A rafforzamento della tutela accordata al “whistleblower”, è anche previsto che spetti all’amministrazione dimostrare che la misura eventualmente adottata nei confronti del segnalante è stata motivata da ragioni estranee alla segnalazione. Inoltre, le misure di tutela non sono valide nel caso sia accertata una responsabilità penale del segnalante per calunnia o diffamazione, nonché civile per dolo o colpa grave.
La legge disciplina anche le modalità con cui effettuare la segnalazione, garantendo l’anonimato dell’identità del segnalante. La segnalazione può essere inviata all’ANAC, al Responsabile prevenzione della corruzione e all’Autorità Giudiziaria ordinaria e contabile e deve essere effettuata in modalità informatica con il ricorso a strumenti di crittografia, come indicato nelle apposite istruzioni operative dell’ANAC.

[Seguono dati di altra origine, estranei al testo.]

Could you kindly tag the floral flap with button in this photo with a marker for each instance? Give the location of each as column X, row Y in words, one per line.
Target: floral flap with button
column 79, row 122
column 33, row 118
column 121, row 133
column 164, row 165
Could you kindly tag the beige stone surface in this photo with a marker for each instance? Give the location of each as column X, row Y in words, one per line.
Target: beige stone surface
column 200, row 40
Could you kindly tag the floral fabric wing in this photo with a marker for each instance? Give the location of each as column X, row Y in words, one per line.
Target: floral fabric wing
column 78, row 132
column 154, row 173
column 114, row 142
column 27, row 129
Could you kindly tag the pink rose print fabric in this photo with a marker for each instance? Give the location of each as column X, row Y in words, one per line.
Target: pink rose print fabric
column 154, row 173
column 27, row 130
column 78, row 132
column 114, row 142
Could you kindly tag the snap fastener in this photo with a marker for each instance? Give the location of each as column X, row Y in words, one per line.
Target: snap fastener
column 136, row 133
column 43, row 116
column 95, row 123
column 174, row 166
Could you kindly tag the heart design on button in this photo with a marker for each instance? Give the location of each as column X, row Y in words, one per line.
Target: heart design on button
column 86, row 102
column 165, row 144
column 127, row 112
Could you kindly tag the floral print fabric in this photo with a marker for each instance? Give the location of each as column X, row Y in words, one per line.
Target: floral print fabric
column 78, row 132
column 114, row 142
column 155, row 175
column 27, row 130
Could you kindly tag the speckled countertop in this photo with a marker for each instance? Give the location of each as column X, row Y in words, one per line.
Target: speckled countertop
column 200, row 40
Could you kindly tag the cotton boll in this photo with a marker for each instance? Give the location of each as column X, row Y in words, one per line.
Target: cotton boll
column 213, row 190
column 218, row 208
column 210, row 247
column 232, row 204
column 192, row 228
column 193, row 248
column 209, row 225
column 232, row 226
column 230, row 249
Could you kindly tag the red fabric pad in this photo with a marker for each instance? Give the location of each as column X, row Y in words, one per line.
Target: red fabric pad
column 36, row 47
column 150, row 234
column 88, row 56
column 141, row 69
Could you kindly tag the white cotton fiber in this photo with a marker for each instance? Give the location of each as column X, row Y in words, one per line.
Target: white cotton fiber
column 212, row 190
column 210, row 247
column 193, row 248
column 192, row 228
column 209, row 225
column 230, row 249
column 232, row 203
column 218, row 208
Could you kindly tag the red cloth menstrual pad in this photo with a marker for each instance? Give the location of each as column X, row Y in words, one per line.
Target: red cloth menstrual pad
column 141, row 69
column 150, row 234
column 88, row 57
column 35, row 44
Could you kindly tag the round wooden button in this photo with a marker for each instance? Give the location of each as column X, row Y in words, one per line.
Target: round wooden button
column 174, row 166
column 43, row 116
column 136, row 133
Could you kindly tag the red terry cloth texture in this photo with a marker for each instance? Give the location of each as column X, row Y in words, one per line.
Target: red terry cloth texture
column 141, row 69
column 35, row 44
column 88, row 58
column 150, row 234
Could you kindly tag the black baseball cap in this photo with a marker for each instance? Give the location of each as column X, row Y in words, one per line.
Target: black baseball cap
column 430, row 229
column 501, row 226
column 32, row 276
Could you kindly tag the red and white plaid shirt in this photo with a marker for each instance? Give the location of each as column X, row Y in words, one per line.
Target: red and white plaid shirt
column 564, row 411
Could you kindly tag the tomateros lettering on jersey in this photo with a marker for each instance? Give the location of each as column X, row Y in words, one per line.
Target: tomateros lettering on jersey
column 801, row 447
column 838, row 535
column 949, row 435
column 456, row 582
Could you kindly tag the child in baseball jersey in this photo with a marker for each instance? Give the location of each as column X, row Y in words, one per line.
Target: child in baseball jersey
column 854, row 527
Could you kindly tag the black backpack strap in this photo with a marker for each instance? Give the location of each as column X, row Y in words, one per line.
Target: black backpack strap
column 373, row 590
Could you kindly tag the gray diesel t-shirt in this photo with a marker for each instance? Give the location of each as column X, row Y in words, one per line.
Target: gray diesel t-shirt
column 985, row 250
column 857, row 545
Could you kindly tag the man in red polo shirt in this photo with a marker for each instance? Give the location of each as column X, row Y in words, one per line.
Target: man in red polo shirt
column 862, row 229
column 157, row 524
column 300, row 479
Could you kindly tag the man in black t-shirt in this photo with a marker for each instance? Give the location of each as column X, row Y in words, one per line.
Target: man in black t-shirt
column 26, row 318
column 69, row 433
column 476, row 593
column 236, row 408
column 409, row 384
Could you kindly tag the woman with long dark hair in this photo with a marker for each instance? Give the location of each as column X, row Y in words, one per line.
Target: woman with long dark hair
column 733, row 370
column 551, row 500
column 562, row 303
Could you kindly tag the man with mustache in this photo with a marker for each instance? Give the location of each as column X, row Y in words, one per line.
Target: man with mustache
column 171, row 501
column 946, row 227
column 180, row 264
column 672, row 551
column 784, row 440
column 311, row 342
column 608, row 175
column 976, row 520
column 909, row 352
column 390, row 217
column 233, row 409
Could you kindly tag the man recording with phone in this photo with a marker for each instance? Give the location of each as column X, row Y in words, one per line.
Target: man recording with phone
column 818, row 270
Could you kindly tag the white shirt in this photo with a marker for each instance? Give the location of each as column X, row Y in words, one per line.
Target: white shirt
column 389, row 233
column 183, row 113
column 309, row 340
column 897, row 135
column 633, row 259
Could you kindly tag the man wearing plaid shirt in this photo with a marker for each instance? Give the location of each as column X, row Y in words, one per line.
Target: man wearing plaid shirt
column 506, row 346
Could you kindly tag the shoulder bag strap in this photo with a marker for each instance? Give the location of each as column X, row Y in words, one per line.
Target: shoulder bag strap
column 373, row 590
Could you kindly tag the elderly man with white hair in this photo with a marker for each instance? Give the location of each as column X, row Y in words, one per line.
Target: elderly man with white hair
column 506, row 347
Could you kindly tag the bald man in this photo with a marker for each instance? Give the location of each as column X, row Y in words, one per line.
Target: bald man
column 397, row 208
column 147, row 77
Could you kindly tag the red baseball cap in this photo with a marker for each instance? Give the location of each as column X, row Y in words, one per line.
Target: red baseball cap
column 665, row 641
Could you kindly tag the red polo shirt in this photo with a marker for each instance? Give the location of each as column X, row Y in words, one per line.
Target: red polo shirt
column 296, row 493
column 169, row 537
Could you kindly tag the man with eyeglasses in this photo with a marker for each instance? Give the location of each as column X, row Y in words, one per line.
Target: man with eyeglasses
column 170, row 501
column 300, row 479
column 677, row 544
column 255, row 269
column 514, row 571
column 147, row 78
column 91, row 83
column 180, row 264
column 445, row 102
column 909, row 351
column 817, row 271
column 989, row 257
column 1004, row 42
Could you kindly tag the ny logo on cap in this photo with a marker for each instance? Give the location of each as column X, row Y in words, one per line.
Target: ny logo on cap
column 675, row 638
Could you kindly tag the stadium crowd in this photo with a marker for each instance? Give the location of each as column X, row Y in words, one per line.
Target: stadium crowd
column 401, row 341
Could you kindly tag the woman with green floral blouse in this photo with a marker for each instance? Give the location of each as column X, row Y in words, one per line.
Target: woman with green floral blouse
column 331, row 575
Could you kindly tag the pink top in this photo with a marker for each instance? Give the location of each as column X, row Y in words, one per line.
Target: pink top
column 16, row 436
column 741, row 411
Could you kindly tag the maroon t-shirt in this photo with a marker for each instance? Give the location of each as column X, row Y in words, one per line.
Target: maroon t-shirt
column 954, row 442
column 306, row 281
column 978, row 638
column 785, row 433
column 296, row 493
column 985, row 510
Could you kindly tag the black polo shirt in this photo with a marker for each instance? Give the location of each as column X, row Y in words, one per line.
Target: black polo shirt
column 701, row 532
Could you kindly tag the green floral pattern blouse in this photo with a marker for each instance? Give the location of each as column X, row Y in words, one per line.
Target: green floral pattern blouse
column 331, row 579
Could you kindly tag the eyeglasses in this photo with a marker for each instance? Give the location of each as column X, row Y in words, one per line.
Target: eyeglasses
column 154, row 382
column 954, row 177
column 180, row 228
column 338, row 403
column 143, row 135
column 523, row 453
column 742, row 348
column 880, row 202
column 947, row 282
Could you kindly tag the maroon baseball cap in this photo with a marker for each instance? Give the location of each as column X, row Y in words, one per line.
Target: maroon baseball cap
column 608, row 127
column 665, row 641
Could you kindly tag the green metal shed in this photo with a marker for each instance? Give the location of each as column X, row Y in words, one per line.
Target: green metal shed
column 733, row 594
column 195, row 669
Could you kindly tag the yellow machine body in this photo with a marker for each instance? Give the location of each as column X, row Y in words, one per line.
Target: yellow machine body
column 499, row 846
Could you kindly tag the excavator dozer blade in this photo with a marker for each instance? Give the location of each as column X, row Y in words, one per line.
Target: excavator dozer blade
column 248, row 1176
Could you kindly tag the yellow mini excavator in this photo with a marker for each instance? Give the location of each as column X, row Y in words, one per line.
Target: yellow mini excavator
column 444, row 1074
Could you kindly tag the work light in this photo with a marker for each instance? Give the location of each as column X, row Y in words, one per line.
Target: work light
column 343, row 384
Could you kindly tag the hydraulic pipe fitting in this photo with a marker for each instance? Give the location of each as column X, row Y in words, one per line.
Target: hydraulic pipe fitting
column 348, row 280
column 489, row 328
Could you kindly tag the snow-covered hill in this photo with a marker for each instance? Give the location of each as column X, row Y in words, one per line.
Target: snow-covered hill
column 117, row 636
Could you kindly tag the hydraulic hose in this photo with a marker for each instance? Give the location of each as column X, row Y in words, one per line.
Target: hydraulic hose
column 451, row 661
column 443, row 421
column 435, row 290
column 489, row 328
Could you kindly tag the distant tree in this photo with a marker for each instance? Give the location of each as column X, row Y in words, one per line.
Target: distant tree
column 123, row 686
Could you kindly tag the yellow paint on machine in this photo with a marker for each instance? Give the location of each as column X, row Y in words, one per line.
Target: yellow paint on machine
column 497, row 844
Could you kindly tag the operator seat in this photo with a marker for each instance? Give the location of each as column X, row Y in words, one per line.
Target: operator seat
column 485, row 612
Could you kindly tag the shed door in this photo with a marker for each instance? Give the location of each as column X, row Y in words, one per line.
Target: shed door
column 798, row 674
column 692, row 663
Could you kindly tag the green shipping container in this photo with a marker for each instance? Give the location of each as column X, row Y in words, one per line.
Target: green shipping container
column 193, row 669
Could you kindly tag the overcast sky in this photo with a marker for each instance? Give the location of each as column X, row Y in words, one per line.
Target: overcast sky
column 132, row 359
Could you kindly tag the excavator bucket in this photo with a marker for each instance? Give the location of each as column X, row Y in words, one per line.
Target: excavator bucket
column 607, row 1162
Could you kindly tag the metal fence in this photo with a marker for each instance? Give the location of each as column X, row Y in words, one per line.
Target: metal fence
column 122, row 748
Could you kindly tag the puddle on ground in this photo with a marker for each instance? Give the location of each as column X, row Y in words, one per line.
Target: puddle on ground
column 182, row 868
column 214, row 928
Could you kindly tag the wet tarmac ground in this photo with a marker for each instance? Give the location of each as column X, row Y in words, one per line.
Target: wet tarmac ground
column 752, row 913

Tra le varie modalità si evidenzia anche l’applicazione informatica “Whistleblowing” sul sito dell’ANAC, che permette al segnalante di inviare la propria segnalazione in maniera più celere e di restare nell’anonimato, nonché di poter seguire eventuali sviluppi futuri della vicenda, nel caso l’ente ritenga la segnalazione fondata e prosegua con le indagini.
L’ANAC ha inoltre previsto sanzioni da €10.000 a €50.000 qualora venga accertata l’assenza o la non conformità delle procedure di inoltro e gestione delle segnalazioni, nonché per la mancata verifica da parte del Responsabile della prevenzione della corruzione delle eventuali segnalazioni ricevute.